Posted by: Exiled in NJ | Tuesday, August 23, 2005 at 08:06 PM
Oh, definitely Ted Kennedy. Saw that in the first 1/10th second before even enlarging the image.
Posted by: coturnix | Tuesday, August 23, 2005 at 10:59 PM
I wonder if they're planning a sequel: Daddy's Gone To War For Jesus and showing him in cammies with Hugo Chavez and Saddam Hussein in his gunsights.
Posted by: Mustang Bobby | Wednesday, August 24, 2005 at 08:30 PM
(Note: My comment and the next one by Rana are both responding to a comment by Ed Thibodeau that somehow disappeared. I re-posted it below.)
Ed,
Actually, bookstore shelves are crowded with many more forms of liberal broccoli for kids than conservative spinach. Most of it isn't as blatantly partisan as Help! Mom! but it's still a form of political indoctrination and it's still intended more for parents than for kids. I don't like any books whose main purpose is to give grown ups a chance to lecture kids at storytime. But Help! Mom! goes a step further mainly because it is a piece of other forms of the Right Wing propaganda of the moment---the intent is to portray Liberals as monsters, which is to say, not human. Liberals are The Other.
Your post was excellent, by the way, thanks for the link.
Although I'd like to think that the reason for the low sales rankings of those stupid sounding Liberal bedtime stories is that Liberals just have better taste when it comes to children's literature.

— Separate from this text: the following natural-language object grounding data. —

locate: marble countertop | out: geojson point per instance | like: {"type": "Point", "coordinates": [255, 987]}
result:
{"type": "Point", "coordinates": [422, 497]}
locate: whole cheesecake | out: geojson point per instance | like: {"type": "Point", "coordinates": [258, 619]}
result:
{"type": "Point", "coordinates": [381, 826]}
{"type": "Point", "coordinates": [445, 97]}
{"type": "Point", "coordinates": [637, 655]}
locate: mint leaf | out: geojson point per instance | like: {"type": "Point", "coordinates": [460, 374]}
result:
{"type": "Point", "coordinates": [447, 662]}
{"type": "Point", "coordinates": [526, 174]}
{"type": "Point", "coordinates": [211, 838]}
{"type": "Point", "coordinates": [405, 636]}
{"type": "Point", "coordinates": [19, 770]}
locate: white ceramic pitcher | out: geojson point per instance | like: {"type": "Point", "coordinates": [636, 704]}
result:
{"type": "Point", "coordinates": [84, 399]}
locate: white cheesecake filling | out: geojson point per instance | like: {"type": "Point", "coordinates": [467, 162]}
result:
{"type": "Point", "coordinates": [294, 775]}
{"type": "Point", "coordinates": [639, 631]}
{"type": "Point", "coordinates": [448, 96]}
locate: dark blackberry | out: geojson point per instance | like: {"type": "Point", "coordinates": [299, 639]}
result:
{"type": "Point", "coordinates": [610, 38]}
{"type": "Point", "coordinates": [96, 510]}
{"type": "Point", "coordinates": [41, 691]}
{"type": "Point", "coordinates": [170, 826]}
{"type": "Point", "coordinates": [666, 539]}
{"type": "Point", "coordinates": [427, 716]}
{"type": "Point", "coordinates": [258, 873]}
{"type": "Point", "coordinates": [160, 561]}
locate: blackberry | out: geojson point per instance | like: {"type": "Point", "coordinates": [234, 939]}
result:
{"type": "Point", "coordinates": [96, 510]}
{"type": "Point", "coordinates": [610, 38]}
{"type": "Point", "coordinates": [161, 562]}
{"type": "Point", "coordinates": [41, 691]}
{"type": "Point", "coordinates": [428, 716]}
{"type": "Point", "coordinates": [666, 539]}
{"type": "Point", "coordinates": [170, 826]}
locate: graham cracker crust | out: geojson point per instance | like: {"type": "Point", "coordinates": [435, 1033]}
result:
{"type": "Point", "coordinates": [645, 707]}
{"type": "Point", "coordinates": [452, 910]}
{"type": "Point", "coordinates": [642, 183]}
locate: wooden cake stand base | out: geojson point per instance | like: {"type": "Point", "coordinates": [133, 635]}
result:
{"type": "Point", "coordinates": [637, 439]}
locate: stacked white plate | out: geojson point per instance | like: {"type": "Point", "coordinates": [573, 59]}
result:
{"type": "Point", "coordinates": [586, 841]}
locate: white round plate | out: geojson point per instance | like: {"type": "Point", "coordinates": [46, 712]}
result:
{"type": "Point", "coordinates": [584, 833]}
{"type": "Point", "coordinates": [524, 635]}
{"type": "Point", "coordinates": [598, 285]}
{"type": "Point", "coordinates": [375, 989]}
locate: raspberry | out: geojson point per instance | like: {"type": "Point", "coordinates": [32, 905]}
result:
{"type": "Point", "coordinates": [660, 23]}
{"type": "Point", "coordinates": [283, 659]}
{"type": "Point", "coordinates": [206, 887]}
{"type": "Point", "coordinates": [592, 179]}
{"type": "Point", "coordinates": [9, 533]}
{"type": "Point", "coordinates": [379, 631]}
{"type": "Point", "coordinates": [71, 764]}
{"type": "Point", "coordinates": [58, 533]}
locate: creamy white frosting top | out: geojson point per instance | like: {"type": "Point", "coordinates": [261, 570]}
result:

Posted by: Lance | Thursday, August 25, 2005 at 11:20 AM
Actually, no, they're not quite on a par with it. Yeah, they are kinda preachy and annoying*, but they do not demonize a whole class of people in order to do it (well, at least King and King, the one I've read, didn't). It's more like, oh, here are some busy-body spoilsports, let's ignore them and do our own thing.
Note the titles: it's King and King, for example, not Hating Homophobes or Those Evil Fundies. The focus is on the ways that the main characters respond to outside individual naysayers, not on caricaturing half of the population as troublemakers (including specific, real-life individuals and organizations, as the cover of the book obviously does).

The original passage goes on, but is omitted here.